Sandrine Checa, franchisée Laforêt dans le huitième et troisième arrondissement de Lyon, a fait le point, lors de la conférence de presse Laforêt, sur les marchés de Monplaisir et du troisième arrondissement.
Après un début d’année peu actif, le marché semble lentement se débloquer sur le secteur Monplaisir-Montchat, selon Sandrine Checa, franchisée Laforêt qui faisait le point mardi, lors de la conférence de presse du réseau, sur les 3ème et 8ème arrondissements de Lyon.
« Le début de l’année 2012 a été marqué par un démarrage un peu lent, du 15 janvier au 15 février. D’un seul coup, on a senti que cela s’est accéléré à partir du 15 février, tant du point de vue des mises en ventes que des achats » a-t-elle constaté.
Sur le huitième arrondissement, les prix vont de 2762 euros à 4500 euros le mètre carré en fonction des secteurs de l’arrondissement, note Sandrine Checa, un écart qui dénote l’extrême hétérogénéité de l’arrondissement. Car si la demande est en effet très importante sur le quartier familial et commerçant de Monplaisir, et dans une moindre mesure sur le Bachut, d’autres secteurs sont nettement moins recherchés, d’où des prix nettement plus abordables.
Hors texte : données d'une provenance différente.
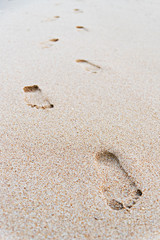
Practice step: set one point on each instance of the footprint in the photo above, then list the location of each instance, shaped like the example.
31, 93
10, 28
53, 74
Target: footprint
77, 10
49, 43
51, 19
81, 27
119, 190
35, 98
91, 67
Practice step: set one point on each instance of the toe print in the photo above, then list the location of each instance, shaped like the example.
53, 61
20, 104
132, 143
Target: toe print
35, 98
118, 188
89, 66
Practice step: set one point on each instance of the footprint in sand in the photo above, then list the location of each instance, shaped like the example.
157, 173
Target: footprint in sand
34, 97
77, 10
91, 67
82, 28
49, 43
119, 190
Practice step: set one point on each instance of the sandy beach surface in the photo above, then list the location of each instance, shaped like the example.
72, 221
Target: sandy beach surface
79, 151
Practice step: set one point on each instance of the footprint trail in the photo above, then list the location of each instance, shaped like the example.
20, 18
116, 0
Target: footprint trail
34, 97
89, 66
119, 190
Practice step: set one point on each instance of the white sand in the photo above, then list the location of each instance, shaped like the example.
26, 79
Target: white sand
50, 187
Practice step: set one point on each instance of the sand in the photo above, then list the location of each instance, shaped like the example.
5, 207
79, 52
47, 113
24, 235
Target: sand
53, 185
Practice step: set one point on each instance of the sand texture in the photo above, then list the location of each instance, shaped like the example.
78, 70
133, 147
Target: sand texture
80, 120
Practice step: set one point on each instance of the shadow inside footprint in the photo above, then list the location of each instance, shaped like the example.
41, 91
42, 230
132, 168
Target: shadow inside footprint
35, 98
89, 66
119, 189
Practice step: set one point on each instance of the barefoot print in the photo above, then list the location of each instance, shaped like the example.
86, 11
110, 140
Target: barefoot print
34, 97
49, 43
77, 10
81, 27
51, 19
89, 66
119, 190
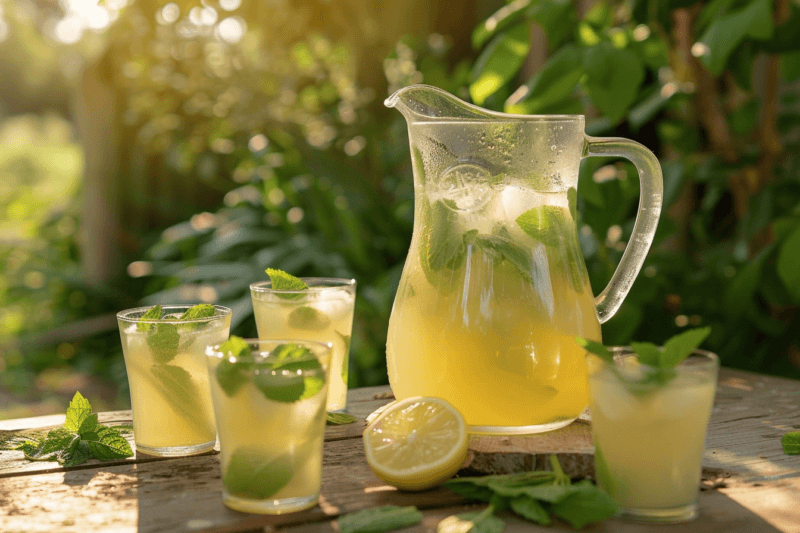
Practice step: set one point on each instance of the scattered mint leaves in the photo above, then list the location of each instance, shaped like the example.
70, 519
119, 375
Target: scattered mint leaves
791, 443
80, 439
658, 364
379, 519
339, 419
535, 496
252, 474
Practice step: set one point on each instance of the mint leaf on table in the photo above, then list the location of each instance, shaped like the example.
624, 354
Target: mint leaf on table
791, 443
80, 439
252, 474
154, 313
276, 385
339, 419
309, 318
379, 519
109, 444
585, 504
78, 411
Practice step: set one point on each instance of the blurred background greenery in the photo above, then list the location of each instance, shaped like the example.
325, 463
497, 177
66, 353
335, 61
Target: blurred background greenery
155, 151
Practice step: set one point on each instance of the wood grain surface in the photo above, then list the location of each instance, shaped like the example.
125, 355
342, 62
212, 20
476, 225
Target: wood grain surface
750, 484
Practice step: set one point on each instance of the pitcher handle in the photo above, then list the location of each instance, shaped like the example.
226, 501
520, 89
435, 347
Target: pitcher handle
650, 198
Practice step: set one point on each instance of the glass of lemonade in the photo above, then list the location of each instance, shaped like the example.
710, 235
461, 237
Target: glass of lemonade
270, 409
649, 434
168, 378
322, 313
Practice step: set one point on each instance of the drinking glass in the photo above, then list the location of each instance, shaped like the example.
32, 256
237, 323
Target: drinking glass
322, 313
168, 379
649, 432
270, 410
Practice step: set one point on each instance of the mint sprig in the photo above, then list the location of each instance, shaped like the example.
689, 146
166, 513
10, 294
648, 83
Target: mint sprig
379, 519
534, 496
81, 438
658, 364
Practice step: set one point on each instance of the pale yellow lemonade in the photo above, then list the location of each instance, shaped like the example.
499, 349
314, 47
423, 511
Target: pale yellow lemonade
170, 397
321, 314
494, 336
649, 445
270, 445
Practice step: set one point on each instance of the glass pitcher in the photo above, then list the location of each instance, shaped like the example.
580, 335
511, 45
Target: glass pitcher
494, 289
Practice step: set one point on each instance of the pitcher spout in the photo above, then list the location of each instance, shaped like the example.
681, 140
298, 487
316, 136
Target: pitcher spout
424, 103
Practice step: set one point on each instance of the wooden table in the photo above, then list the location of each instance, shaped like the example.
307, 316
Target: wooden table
750, 485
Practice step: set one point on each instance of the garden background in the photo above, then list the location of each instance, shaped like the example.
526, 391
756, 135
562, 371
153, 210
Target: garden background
155, 151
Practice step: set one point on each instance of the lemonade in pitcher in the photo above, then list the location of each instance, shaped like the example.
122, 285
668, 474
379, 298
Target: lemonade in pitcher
494, 289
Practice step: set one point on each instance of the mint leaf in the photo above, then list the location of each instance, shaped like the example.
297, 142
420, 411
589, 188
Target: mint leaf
791, 443
163, 342
252, 474
198, 311
235, 347
585, 504
109, 444
649, 353
338, 419
88, 424
287, 387
50, 448
309, 318
475, 522
379, 519
77, 456
78, 411
597, 349
154, 313
530, 509
681, 346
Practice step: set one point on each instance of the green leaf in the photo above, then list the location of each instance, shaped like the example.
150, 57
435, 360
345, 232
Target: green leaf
109, 444
78, 456
88, 424
163, 341
530, 509
79, 410
154, 313
475, 522
499, 62
558, 77
597, 349
791, 443
681, 346
281, 382
788, 261
649, 353
281, 281
613, 79
339, 419
308, 318
725, 32
252, 474
586, 504
379, 519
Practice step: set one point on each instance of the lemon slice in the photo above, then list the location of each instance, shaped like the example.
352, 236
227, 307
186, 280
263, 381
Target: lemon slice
416, 443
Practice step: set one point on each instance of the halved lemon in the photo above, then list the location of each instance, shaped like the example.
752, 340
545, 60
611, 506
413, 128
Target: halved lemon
416, 443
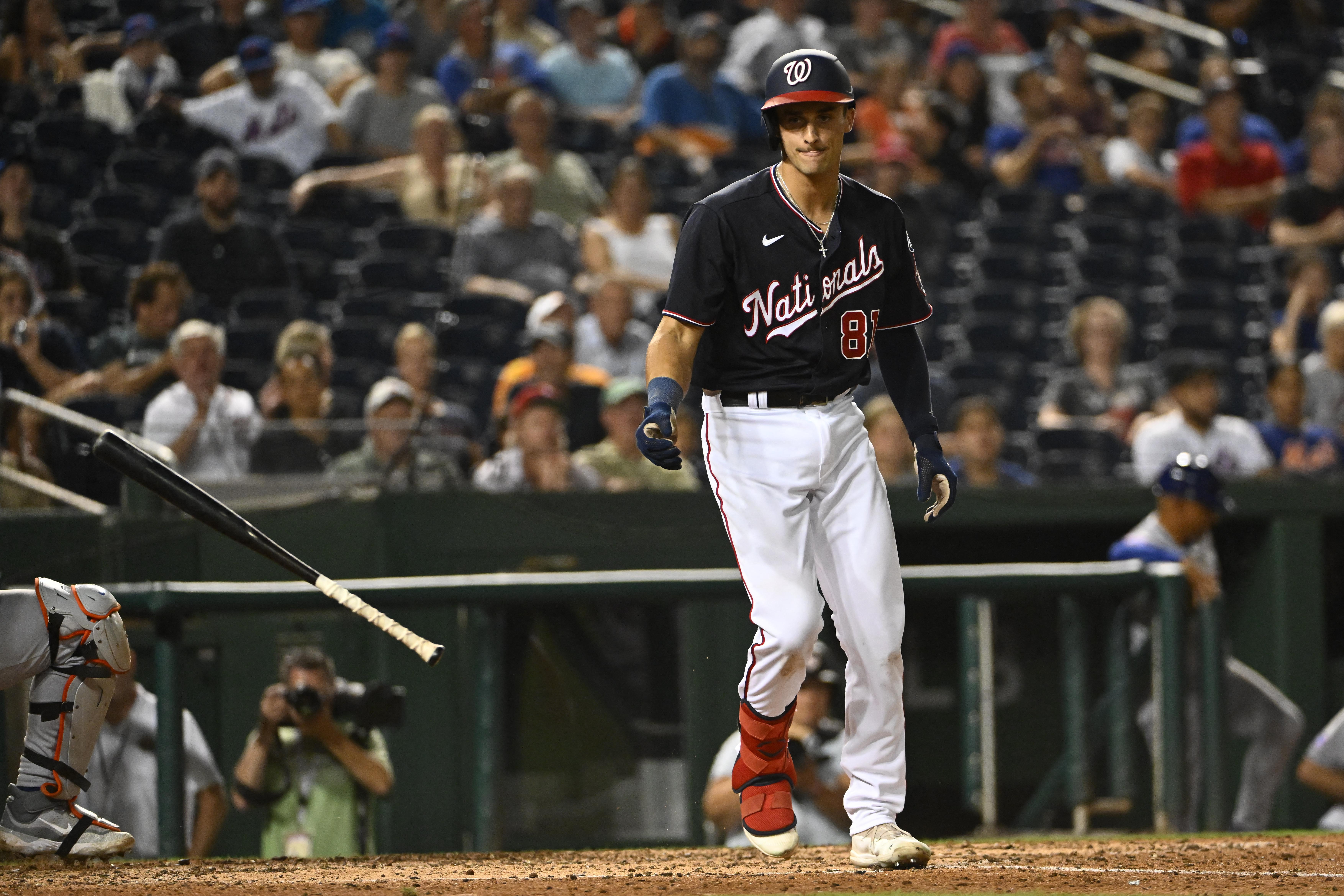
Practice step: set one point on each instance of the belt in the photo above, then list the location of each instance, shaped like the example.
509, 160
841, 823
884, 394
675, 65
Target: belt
776, 398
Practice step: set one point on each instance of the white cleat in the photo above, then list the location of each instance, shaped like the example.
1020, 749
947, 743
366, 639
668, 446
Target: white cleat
775, 846
888, 847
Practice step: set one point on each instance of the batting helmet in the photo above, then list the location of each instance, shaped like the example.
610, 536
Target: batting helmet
803, 76
1189, 477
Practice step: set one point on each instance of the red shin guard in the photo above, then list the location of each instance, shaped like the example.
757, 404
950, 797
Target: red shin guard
764, 773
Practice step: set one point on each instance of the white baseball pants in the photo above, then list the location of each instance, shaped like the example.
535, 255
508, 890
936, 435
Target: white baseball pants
804, 504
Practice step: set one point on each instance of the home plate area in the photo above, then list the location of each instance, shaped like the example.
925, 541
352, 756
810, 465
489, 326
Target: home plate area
1277, 863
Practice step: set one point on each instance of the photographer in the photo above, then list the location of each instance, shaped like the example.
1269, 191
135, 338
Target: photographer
815, 741
312, 774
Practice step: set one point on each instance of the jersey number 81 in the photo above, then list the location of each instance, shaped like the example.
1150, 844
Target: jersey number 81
854, 335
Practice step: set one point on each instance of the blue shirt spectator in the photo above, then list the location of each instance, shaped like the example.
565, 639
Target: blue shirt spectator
671, 100
457, 72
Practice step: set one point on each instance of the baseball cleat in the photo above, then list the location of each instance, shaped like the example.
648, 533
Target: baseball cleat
888, 847
35, 825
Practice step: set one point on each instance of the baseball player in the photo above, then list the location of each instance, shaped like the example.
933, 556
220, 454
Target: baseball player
72, 643
1190, 500
784, 285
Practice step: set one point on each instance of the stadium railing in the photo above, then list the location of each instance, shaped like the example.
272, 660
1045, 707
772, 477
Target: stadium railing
1074, 586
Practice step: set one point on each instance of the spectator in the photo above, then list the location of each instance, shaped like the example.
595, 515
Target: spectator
380, 112
1311, 211
199, 42
1310, 285
431, 23
550, 362
312, 774
1297, 448
534, 457
879, 117
478, 60
436, 185
519, 253
816, 741
871, 35
982, 27
334, 69
302, 437
1324, 371
515, 23
592, 79
281, 116
1133, 159
1228, 174
37, 355
565, 185
210, 426
34, 50
353, 23
642, 27
757, 42
221, 252
1074, 92
629, 244
124, 773
1232, 445
134, 357
1103, 393
690, 108
617, 459
979, 437
120, 96
1194, 128
892, 444
608, 338
963, 92
48, 256
1047, 150
393, 457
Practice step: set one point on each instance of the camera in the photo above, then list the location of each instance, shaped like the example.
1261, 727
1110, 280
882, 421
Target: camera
369, 706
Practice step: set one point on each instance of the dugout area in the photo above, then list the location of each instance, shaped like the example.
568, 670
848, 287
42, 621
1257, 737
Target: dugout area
569, 758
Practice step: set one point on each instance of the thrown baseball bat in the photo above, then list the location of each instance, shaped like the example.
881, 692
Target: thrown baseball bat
191, 499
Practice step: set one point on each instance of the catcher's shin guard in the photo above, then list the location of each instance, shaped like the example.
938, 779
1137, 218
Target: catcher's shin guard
69, 699
764, 780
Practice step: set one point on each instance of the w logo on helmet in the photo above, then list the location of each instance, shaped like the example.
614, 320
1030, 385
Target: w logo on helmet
797, 72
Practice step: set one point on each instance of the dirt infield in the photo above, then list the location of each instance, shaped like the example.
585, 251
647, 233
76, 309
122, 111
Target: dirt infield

Toutefois, « la baisse des prix sur le secteur ne se fait pas du tout sentir » selon Sandrine Checa.
La réforme des plus-values dope l’activité
Concernant l’année écoulée, l’activité a, au cours du deuxième semestre, bénéficié de la réforme des plus-values. Sandrine Checa a, sur le secteur, constaté un recul de 27% de son stock de biens, mais a, dans le même temps, conclu un nombre de transactions en hausse de 20%. « Même si le nombre de transactions est quasiment identique sur le 1er et le 2ème semestre 2011, le deuxième semestre a été ‘reboosté’ par la réforme des plus-values » précise l’agente, qui constate que 35% des acheteurs sur le huitième sont des investisseurs.
Ces derniers, qui peuvent posséder de 1 à 4 appartements, et habiter dans le quartier, assurent le maintien des prix. Exemple de leurs achats : un T2 de 1998 sur Monplaisir de 50 m2, situé rue des Frères Lumière, a ainsi été acquis récemment pour 180.000 euros par l’un d’entre eux.
Un profil d’acheteur variable
Concernant leur profil financier, sur l’ensemble des acquéreurs –accédants et investisseurs – 25% disposent de 5% d’apport, 25% disposent de 30% d’apport, et 50% disposent de 50% à 100% d’apport. Sur Monplaisir, beaucoup de personnes désirant acheter disposent déjà d’un patrimoine immobilier. Celles-ci sont souvent des personnes âgées désirant revenir dans le quartier, qui paient sans emprunt, et désirant des appartements récents, dans un périmètre de 3 à 4 rues au centre du quartier.
Les prix pratiqués sont dans la fourchette haute des prix lyonnais. Un T3 de 70 m2 année 1992 situé rue Bataille est ainsi parti récemment pour 275.000 euros. Dans les grandes surfaces, il faudra compter, pour un T5 situé avenue des Frères Lumière de 120 m2 avec balcon, plus de 500.000 euros. Seuls les biens situés dans les immeubles des années 60 sont désormais accessibles, dans le quartier, aux primo-accédants. Un T3 de 63m2, situé dans un immeuble des années 60, est récemment parti à 210.000 euros.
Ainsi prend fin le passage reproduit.